Procedure
In most of its activities the House of Commons deliberately used the same procedure as the Parliament of the United Kingdom at Westminster. Each Parliament opened with a King's (or Queen's) Speech, though only King George V in 1921 gave it in person. From 1922 the speech was delivered by the Governor of Northern Ireland. The Governor was the Crown's representative who formally summoned and prorogued Parliament. The Parliament emulated some of the more bizarre traditions, such as giving a First Reading to the Outlawries Bill immediately after the speech from the throne as a token gesture of defiance of Royal authority. The same sessional orders were then agreed relating to members returned for two constituencies.
Ministers spoke from a dispatch box in a chamber modelled on the British House of Commons chamber. As at Westminster, members referred to each other in debate as "the honourable Member for the (X) division". Bills, introduced either in the Senate or the House of Commons, had to pass through First Reading, Second Reading, Committee Stage, and Third Reading in both Houses to become law. With a very strict divorce law, the Parliament was often asked to deal with private bills promoted by divorcing couples. Because of the much smaller size of the House, only one member was required to act as a teller for each side during a division and they were counted among those voting in the division. The Parliament established virtually the same parliamentary and committee structure as Westminster.

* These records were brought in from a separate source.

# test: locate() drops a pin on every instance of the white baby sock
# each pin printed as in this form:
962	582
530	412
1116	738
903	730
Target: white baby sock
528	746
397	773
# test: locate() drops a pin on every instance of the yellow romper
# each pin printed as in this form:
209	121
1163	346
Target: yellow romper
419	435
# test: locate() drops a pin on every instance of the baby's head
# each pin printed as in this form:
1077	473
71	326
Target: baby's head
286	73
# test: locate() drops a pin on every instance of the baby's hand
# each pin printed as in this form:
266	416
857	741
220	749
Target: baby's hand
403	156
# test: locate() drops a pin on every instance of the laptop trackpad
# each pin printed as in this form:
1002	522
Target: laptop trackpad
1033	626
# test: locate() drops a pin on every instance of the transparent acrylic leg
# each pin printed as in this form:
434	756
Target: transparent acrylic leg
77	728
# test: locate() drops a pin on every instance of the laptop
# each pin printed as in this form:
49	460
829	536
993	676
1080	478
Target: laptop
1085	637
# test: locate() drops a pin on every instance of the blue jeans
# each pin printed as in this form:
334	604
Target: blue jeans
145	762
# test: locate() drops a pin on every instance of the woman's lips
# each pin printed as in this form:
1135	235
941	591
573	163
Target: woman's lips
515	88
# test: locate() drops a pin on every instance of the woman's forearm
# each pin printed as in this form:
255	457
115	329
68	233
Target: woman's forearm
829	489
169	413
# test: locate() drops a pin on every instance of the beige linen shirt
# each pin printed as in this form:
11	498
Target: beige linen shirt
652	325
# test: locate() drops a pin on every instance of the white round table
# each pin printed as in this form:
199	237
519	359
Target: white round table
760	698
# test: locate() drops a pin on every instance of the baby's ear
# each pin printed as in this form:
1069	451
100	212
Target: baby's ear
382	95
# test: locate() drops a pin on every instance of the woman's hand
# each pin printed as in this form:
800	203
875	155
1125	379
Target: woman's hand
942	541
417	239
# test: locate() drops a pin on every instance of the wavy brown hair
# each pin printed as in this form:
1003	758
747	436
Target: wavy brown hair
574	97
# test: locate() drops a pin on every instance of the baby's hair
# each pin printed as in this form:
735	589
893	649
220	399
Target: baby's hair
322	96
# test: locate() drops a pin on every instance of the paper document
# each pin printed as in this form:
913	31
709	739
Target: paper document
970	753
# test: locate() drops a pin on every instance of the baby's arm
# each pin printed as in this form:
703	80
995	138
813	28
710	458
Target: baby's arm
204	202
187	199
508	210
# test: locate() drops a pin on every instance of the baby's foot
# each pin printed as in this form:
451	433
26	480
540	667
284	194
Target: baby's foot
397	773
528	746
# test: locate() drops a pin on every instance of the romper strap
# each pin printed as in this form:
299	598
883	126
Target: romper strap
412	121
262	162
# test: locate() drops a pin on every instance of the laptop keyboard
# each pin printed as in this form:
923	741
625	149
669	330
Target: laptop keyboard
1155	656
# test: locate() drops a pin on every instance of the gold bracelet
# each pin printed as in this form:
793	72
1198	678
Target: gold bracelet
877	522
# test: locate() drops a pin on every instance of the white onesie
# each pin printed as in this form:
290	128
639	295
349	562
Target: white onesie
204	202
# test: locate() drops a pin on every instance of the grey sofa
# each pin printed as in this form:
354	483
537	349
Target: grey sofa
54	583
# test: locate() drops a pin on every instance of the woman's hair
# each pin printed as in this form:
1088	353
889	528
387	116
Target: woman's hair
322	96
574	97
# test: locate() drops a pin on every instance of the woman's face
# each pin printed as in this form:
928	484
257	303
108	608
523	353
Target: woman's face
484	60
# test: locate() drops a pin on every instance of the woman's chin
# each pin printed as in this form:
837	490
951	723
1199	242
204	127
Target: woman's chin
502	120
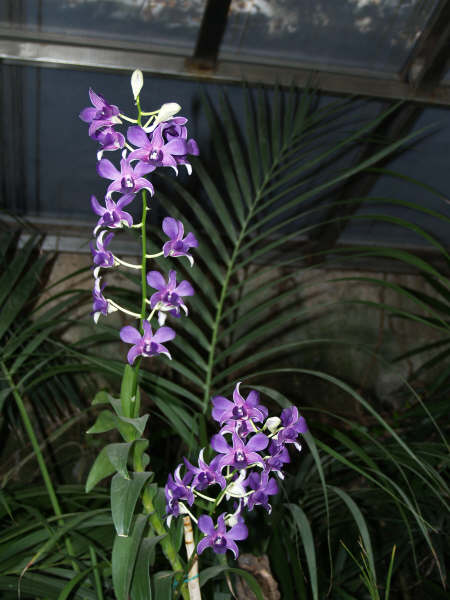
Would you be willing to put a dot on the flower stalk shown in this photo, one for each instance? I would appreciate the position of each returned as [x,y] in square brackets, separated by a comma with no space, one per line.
[193,580]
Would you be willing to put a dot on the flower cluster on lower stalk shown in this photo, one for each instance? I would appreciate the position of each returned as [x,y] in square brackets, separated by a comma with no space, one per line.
[161,142]
[251,450]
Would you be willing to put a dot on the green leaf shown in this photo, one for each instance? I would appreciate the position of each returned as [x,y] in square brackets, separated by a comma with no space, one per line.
[361,523]
[141,587]
[304,528]
[124,557]
[118,454]
[124,496]
[101,397]
[73,583]
[126,391]
[101,468]
[162,583]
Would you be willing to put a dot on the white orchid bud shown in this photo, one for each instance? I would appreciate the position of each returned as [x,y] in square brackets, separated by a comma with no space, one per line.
[166,112]
[137,82]
[272,424]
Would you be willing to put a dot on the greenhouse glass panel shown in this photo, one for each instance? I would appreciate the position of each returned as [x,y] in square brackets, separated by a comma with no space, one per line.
[154,22]
[367,34]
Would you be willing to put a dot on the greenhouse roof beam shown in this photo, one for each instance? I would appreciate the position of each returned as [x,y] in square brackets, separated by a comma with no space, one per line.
[61,51]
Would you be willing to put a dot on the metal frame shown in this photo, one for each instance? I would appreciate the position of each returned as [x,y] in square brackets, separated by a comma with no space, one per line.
[89,53]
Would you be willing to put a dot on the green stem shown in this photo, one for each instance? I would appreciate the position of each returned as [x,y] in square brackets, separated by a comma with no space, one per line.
[40,460]
[157,523]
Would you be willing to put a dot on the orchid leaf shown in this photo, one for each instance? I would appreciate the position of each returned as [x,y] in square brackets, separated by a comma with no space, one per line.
[124,496]
[124,558]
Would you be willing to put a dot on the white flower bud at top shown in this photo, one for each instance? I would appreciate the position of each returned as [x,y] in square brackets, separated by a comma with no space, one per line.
[272,424]
[166,112]
[137,82]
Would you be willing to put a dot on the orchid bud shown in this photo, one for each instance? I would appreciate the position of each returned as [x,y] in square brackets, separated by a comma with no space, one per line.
[137,82]
[166,112]
[272,424]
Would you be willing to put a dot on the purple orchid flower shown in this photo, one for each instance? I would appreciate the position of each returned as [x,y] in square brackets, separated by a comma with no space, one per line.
[177,246]
[146,344]
[293,426]
[205,475]
[173,129]
[127,180]
[100,110]
[112,215]
[107,137]
[240,409]
[176,490]
[240,455]
[242,428]
[102,257]
[169,298]
[263,488]
[218,537]
[100,306]
[154,151]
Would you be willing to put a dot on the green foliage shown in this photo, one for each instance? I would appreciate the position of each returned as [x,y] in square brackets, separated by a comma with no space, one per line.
[378,477]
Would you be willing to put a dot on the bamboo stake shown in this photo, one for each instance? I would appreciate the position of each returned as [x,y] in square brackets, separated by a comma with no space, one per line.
[193,581]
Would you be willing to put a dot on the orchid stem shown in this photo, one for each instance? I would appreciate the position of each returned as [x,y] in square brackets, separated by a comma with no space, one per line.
[125,264]
[193,580]
[127,118]
[203,496]
[122,309]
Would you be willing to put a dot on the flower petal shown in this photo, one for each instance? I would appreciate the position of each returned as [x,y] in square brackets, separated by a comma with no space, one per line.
[130,335]
[156,280]
[106,169]
[203,544]
[172,227]
[96,207]
[257,442]
[137,136]
[184,289]
[230,545]
[219,444]
[133,353]
[206,524]
[164,334]
[238,532]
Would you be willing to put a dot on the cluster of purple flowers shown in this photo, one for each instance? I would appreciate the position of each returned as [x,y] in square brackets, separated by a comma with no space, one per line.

However the minimal workload of Parliament, and the small number of bills that required passage, meant that Parliament could hold short sessions and meet for short working hours. The workload was so small that future Prime Minister Terence O'Neill later revealed that then Prime Minister Lord Brookeborough did not even have a desk in his de facto residence, Stormont House. (Stormont House was nominally the residence of the Speaker of the House of Commons, but as speakers chose to live elsewhere, Prime Ministers used it as their residence, and turned their official residence, Stormont Castle into an office for their senior civil servants.)